Поглядев на папу и маму, сосед и дальний родственник старика Иосифа Давид Моисеевич говорил обычно скучным голосом:
– А… вы к нему, – и отворачивался.
Иногда мы заставали Давида Моисеевича за странным занятием: он сидел на краю большой высокой кровати в белой майке и, согнув руку в локте, слегка поигрывал бицепсом.
«Давид Моисеевич делает зарядку», – говорил потом папа, и они с мамой прямо лопались от смеха.
Впрочем, Давида Моисеевича беспокоили очень редко. К старику Иосифу никто никогда не ходил. Только мои мама и папа.
– Иосиф Израилевич… – смущенно начинала мама. – До третьего! Рубликов двадцать!..
– Одну секундочку! – весело отвечал он и отворачивался, чтобы мама не видела, сколько у него осталось.
В эти минуты, когда он, сутулясь, стоял к маме спиной в протертом сером пиджаке, медленно отсчитывая трехрублевки, она, наверное, пристально смотрела на политическую карту мира. Больше в этой комнате смотреть было не на что.
Иногда мама и папа убегали в кино, оставив меня на старика Иосифа. Поскольку он был нашим самым добрым соседом по коммунальной квартире. Я почему-то не плакал и не сопротивлялся. Наверное, мне было интересно у старика Иосифа.
Я забирался на диван, за окном становилось темно. Старик Иосиф щелкал выключателем и уходил с чайником на большую кухню. Лампочка бросала резкий ослепительный свет – абажура не было, его заменяла пожелтевшая от времени газета. В углы комнаты падали от газеты черные кромешные тени. Повсюду – по углам, на столе и на диване, – пачками лежали старые газеты.
Кирпичная стена почти целиком загораживала окно, но, если положить голову на подоконник, можно было разглядеть в самом нижнем его углу, как по освещенной улице ходят люди и иногда проезжают троллейбусы.
Потом дед Иосиф входил в комнату с раскаленным чайником, он осторожно нес его за ручку, аккуратно обмотанную тряпицей, ставил на старые газеты, наливал кипятку в большую жестяную кружку и сам размешивал ложечкой два кусочка сахара.
Все это он делал бережно и молча.
Мне надоедали эти приготовления, и я забирался с ногами на диван, поближе к карте.
Оттуда я смотрел на лицо старика Иосифа. Под вечер на нем отчетливо проступала жесткая щетина. Я знал, что она больно колется, и если старик Иосиф хотел меня поцеловать, то вырывался что есть силы.
– Иосиф! – говорил я требовательно. – Расскажи!

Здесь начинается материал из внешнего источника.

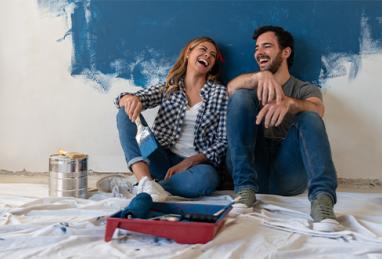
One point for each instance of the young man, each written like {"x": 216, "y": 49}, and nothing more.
{"x": 277, "y": 142}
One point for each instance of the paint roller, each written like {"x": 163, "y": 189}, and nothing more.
{"x": 139, "y": 207}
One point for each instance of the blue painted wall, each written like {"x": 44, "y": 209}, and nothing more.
{"x": 108, "y": 36}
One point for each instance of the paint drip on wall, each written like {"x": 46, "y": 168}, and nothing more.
{"x": 140, "y": 40}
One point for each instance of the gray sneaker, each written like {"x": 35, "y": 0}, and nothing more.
{"x": 323, "y": 215}
{"x": 119, "y": 185}
{"x": 244, "y": 204}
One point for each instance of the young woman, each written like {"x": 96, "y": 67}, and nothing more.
{"x": 190, "y": 126}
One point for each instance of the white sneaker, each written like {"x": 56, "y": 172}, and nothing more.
{"x": 153, "y": 188}
{"x": 118, "y": 185}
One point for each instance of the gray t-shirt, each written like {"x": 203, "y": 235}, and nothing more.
{"x": 297, "y": 89}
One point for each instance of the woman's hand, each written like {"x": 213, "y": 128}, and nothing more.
{"x": 133, "y": 106}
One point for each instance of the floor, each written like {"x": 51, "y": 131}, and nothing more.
{"x": 35, "y": 225}
{"x": 344, "y": 184}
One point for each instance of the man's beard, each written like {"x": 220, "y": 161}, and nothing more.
{"x": 275, "y": 65}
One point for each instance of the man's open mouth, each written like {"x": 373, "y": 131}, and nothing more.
{"x": 203, "y": 62}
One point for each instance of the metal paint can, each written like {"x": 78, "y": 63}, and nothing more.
{"x": 68, "y": 177}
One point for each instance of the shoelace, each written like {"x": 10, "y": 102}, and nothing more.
{"x": 325, "y": 209}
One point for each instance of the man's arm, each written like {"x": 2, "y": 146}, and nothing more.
{"x": 274, "y": 113}
{"x": 267, "y": 87}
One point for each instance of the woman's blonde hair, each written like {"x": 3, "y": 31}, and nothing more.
{"x": 180, "y": 67}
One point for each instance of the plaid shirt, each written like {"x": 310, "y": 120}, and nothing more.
{"x": 210, "y": 136}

Он смеялся и откладывал газету. Его тень падала на Австралию, Японию и Аляску, задевая часть Индии.
– Вот это Китай, – говорил старик Иосиф. – У нас сейчас с Китаем очень напряженные отношения.
Я делал три шага по дивану, чтобы дойти до Китая и посмотреть поближе. Китай был большой и желтый. Я не спрашивал ничего. Просто следил внимательно за крючковатым пальцем, скользившим по карте – бережно и медленно.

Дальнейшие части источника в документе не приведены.